Libraries are under-used. LLMs make this problem worse

https://makefizz.buzz/posts/libraries-llms

43•kmdupree•5h ago

Comments

tptacek•4h ago

I don't know about vibe coding (I'm not a fan of vibe coding) but LLM agents make me more likely to use good libraries, not less, because they instantly know how to use them; there's less intellectual friction to breaking them out (don't have to find and add the dep, don't have to look for the example code). These kinds of things made me ultra-likely to just hand-code crappier versions of stuff libraries did, before I got LLM-assisted.

tedunangst•3h ago

Is it your assessment or the LLM's that it's a good library? There have been many times I looked at the API for a library, said this is bonkers, and bailed. The weird contortions needed to use something should be a signal.

tptacek•3h ago

It's mine. I've been shooting down LLM library picks semiregularly. That's kind of what motivated me to comment: it is not at all my experience that LLMs steer me away from libraries, and rather more my experience that it's keeping me on my toes suggesting libraries I might not want to use.

cluckindan•4h ago

”Dunning-Kruger effect leads us to understimate the complexity of the problem solved by the library we're considering.”

Invoking the smarter-than-thou effect is not a great starting point.

See e.g. https://www.sciencedirect.com/science/article/abs/pii/S01602...

If we’re considering a library, it would be prudent of us to take a look at the source code to see what exactly we’re pulling in. In the process, we would learn about the lay of the land, the API and the internals, and get at least an overview of the complexity of the problem it solves.

briantakita•4h ago

I learned to consider that if one brings up Dunning-Kruger...projection/irony may be at play.

Anyways...I've had a few reoccurring issues with libraries. Note that the language is framed on a case by case basis...not general rules.

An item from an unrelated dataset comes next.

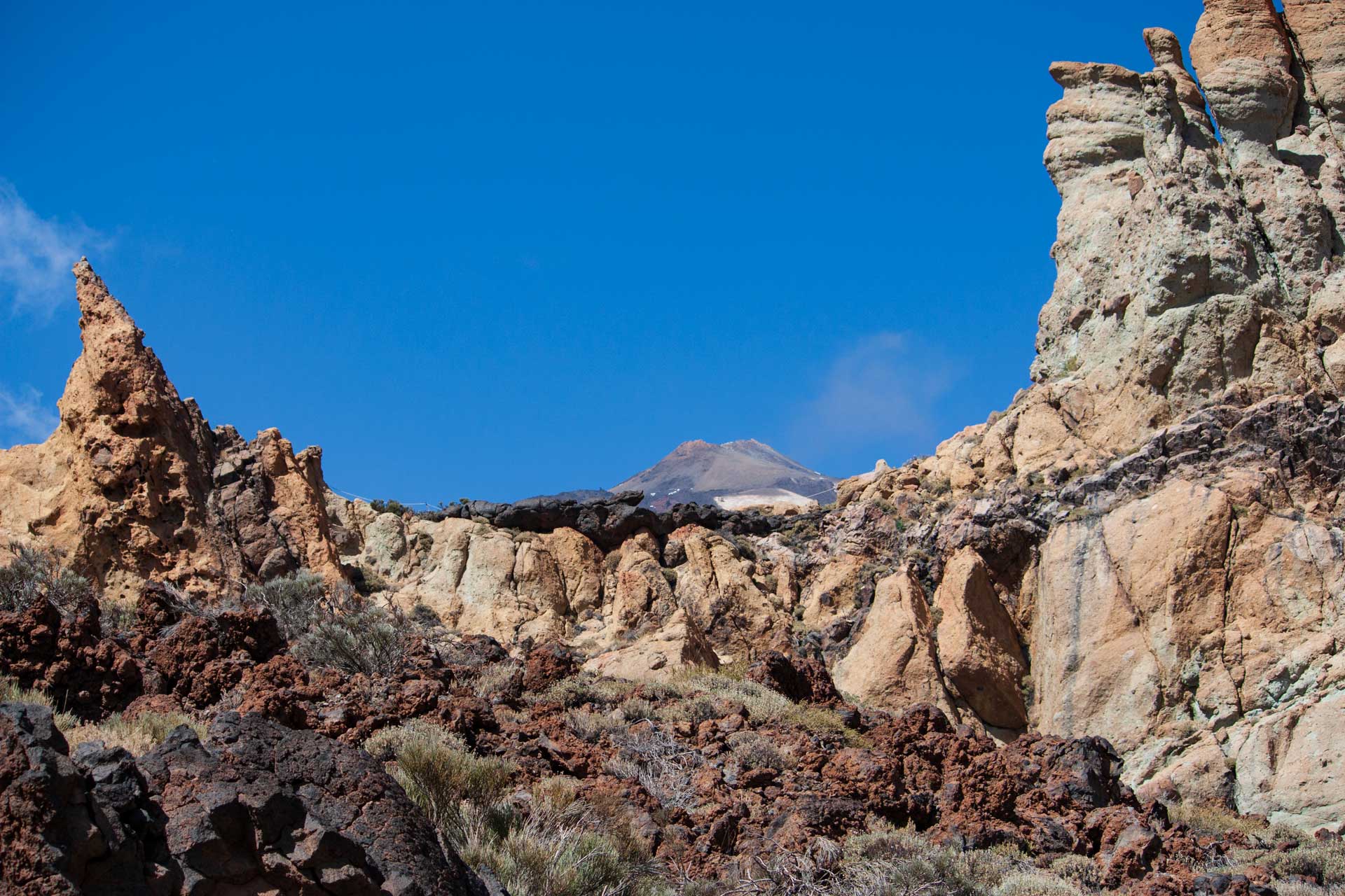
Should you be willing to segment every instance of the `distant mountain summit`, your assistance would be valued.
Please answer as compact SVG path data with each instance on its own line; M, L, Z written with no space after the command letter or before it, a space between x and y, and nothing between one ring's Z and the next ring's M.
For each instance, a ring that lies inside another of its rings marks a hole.
M830 504L837 497L835 482L756 439L724 445L695 439L682 442L612 490L644 492L644 505L656 510L674 504L718 504L733 510Z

1. The essential implementation is a small amount of code...wrapped in structures just for packaging essential code. The wrapping code can be larger & more complex than the essential code.

2. There's small differences between what's needed & what's provided. Which requires workarounds for the desired outcome. These workarounds muddy the logic & can be pervasive at scale.

3. There can be dissonance between the app architecture & the library api.

4. Popular libraries in particular...create a culture of thinking in terms of the library/framework. Leading to resource inefficiencies...And outright dismissing solutions that are a better match for the domain. In short, the library/framework api frames the problem & solution...Which may not match the actual problem & optimal solution.

5. The library/framework authors are concerned about promoting the library/framework. Not solving the actual problem. Many problems need to be solved. The library/framework just be the "Golden Hammer" to pound in your screw.

With all that being said...there are many useful libraries that define & solve problems in their particular domain. Particularly with common, well defined, appropriately scoped requirements.

terribleperson•3h ago

I imagine a good example for 4 would be the Tidyverse. It's very nice, but R with and without Tidyverse packages are very different experiences with different syntaxes, conventions, and even communities.

Though the addition of pipes to the base language is helping fix that.

fmbb•4h ago

The Dunning-Kruger effect absolutely also leads to people releasing libraries they should not have and which nobody should use.

unclad5968•3h ago

The DK effect only implies that people who know things underestimate their knowledge superiority and people who don't know things underestimate their knowledge inferiority. The popular interpretation that uniformed people think they're informed is not consistent with the DK research.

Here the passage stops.